Other moments that fall under "Greatest Hits" all pretty much involve the very elderly priest who had just taken the red-eye from Israel to marry us. He married my parents and it meant a lot to us so I am going straight to hell for telling this story. First, my best friend was having an aneurysm about reading the prayer I had written for my mother without falling apart. No worries. He completely forgot about it and didn't see her doing the "Jack in the Box" trying to decide whether to go up and read without being announced or just forget it. She chose the later and I don't blame her. During the exchanging of rings he called my husband by the wrong name and I loudly corrected him. Priest: "John, take this ring." Me: "HUBBY, take this ring." Then, we think we are out of the woods and all that's left is for my sister to read "An Irish Blessing" in honor of my mom and he forgets - again! So I shoot my sister the death stare and whisper "I don't care what he does. You get up there and get on that mike!" So just as he is about to do the whole "announcing for the first time" business my sis shouts in to the mike, "AN IRISH BLESSING!" He gets a confused look on his face and then remembers through the fog of sleep deprivation and senility that this was, indeed, the plan and sits down for a little snooze.

There were also funny moments no one, but us, new about. Me trying to put my husband's ring on the wrong hand, him actively trying to pull his hand away from me, me giving him the death stare, him whispering, "Wrong hand!", me feeling like an idiot. Then the both of us whispering during Eucharist, "How long do you think we have to kneel here?" since we were the first ones served and neglected to go over this detail with Priest McGoo. And, yeah, it was a piece of the BIG wafer - I know you're jealous! It still tasted like crap. Is that bad to say about the body of Christ?

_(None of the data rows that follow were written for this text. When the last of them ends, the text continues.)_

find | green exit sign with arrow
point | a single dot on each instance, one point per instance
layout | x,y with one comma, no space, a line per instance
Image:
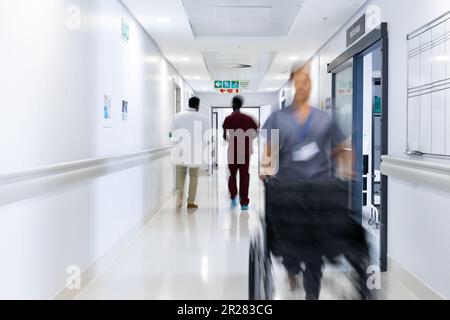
231,84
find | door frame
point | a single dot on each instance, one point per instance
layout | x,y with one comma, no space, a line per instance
377,37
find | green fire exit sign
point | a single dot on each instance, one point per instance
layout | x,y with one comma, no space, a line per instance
125,31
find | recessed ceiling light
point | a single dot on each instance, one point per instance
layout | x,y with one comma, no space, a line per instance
163,20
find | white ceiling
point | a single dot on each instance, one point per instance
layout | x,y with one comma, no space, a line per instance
201,38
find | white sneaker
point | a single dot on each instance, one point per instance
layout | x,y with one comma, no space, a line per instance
179,203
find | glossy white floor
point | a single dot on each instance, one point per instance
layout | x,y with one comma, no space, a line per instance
202,255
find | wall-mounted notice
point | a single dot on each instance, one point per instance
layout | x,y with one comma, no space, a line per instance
124,110
429,88
107,111
125,31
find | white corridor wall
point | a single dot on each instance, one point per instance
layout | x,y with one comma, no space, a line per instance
53,79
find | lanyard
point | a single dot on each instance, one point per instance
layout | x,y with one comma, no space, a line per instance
304,130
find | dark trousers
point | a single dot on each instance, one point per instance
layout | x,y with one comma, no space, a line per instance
244,178
312,275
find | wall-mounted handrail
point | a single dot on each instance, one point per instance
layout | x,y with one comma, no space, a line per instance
77,165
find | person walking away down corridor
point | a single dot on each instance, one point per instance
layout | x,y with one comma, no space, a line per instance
239,130
189,132
309,142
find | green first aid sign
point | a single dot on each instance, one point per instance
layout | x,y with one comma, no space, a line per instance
227,84
125,31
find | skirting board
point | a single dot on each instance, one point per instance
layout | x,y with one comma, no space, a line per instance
413,284
100,265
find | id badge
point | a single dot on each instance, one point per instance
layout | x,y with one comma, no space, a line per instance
305,152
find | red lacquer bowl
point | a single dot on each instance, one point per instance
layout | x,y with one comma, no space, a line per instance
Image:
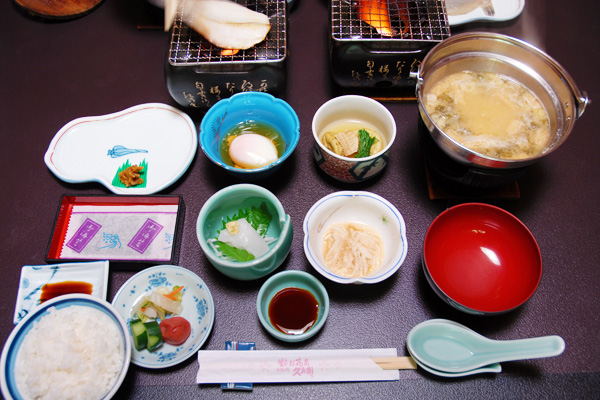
481,259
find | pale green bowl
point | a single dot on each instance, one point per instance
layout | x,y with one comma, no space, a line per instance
227,202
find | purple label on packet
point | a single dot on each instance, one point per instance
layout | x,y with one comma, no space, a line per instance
84,235
145,235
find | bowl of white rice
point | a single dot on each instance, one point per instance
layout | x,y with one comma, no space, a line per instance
71,347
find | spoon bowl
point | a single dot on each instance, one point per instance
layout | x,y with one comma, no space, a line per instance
448,346
493,368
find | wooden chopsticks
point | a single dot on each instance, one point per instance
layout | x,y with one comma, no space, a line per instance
395,362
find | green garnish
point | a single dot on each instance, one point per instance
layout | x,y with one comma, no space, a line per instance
233,252
258,218
365,142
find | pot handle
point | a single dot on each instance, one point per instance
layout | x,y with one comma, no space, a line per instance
581,98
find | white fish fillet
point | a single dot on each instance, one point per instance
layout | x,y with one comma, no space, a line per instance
459,7
224,23
244,236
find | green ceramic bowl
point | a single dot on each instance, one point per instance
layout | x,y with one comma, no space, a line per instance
227,202
294,279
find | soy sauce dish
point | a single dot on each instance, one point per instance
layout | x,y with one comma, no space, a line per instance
292,306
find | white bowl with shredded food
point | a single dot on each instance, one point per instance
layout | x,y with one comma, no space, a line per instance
71,347
355,237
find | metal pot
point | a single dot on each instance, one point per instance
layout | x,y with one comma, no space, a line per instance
508,56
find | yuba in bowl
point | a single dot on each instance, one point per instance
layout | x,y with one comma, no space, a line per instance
74,346
481,259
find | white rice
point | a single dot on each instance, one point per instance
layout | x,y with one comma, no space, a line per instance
72,353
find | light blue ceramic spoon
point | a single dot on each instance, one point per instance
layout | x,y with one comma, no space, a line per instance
448,346
493,368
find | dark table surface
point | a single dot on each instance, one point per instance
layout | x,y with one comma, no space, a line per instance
54,72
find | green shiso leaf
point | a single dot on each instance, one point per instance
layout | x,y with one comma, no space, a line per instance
365,142
233,252
259,218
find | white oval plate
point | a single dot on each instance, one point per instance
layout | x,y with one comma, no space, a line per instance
504,10
198,309
33,277
92,149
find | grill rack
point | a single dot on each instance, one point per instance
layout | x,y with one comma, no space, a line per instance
410,20
189,48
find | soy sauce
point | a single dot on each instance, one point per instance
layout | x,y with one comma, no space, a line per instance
52,290
293,310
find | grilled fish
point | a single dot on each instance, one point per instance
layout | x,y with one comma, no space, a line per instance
459,7
376,14
224,23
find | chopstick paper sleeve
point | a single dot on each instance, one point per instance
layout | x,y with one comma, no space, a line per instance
280,366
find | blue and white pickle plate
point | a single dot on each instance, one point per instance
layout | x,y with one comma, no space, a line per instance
33,277
198,309
156,136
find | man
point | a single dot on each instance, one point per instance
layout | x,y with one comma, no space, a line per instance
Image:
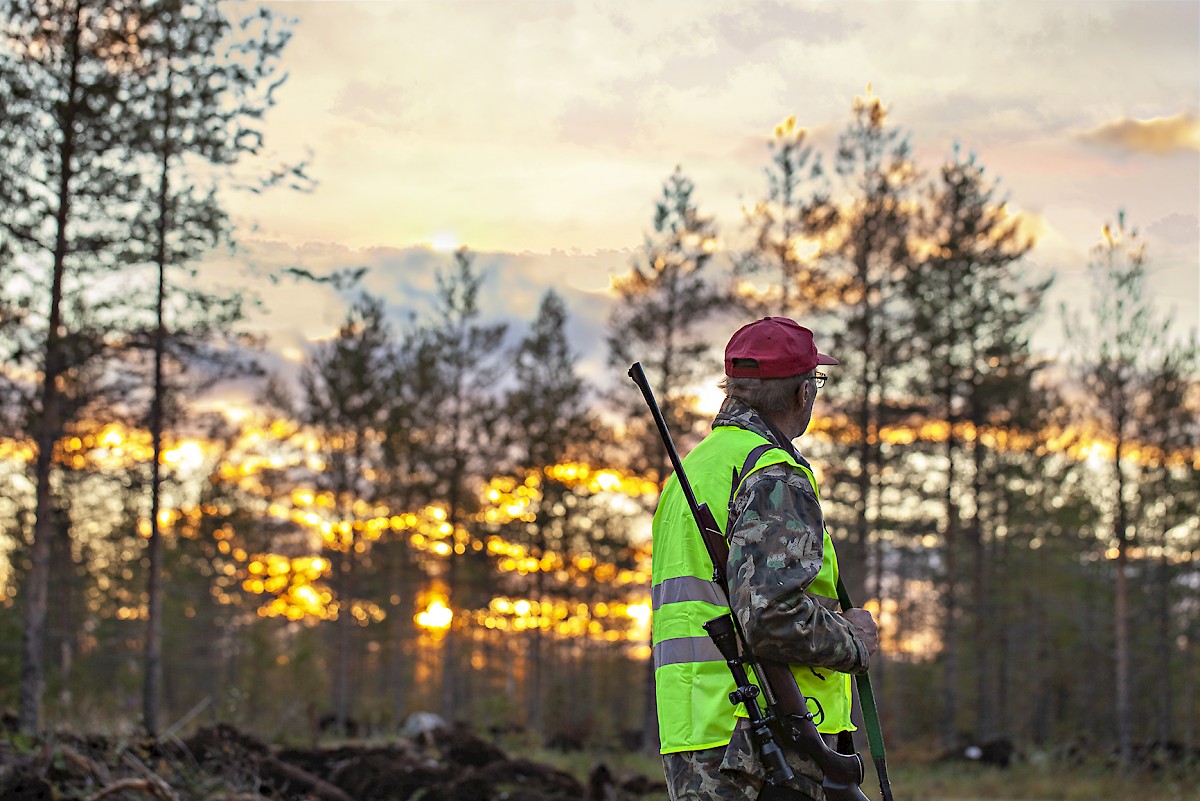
783,576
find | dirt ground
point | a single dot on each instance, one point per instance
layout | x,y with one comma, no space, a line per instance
223,764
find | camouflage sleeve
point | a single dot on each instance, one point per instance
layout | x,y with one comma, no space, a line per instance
775,550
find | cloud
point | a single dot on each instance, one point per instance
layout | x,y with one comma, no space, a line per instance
1158,136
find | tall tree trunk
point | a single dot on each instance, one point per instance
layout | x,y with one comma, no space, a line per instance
983,639
951,602
153,678
1121,608
1165,648
48,423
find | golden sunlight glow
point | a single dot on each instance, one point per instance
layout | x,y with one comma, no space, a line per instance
436,615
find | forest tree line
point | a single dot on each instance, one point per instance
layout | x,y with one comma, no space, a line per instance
438,512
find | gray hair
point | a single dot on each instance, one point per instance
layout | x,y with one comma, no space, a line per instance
767,395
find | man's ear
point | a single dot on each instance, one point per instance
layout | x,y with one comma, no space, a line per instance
802,395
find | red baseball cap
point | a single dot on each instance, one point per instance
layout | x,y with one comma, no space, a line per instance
773,347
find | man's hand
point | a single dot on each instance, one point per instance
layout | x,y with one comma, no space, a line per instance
864,624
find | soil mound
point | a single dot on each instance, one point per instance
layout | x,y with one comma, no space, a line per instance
222,763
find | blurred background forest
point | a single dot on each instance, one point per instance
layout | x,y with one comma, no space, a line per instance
439,513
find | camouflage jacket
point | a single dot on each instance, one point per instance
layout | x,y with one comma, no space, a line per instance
777,536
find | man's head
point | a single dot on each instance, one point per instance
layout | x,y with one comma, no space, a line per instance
771,365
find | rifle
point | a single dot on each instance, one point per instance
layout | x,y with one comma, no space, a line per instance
786,709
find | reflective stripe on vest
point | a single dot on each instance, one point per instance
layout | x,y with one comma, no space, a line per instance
685,588
682,650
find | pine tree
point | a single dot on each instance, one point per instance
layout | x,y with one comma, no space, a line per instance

There were other little things that happened, but my point is, mistakes happen at every wedding, no matter how carefully planned. The best story I ever heard was of my own parent's wedding where my mother fell flat on her ass while being introduced at the reception. Sure, she cried out of embarrassment, but my dad picked her up as he did each time she fell until the day she died. That was their first act of marriage and I think it's incredible. The majority of my wedding went off without a hitch, but you know what? I think if it hadn't we still would have enjoyed ourselves. We were too busy being ridiculously, over the moon, elated to be married. Society, in general, promotes this ideal of the perfect wedding and we all buy into it giving ourselves ulcers trying to plan the perfect day. But there is no perfect day and it's the imperfections that, in fact, make the day your own. So enjoy the mistakes, they are the stories you will tell your children. Just make sure someone scuffs your shoes.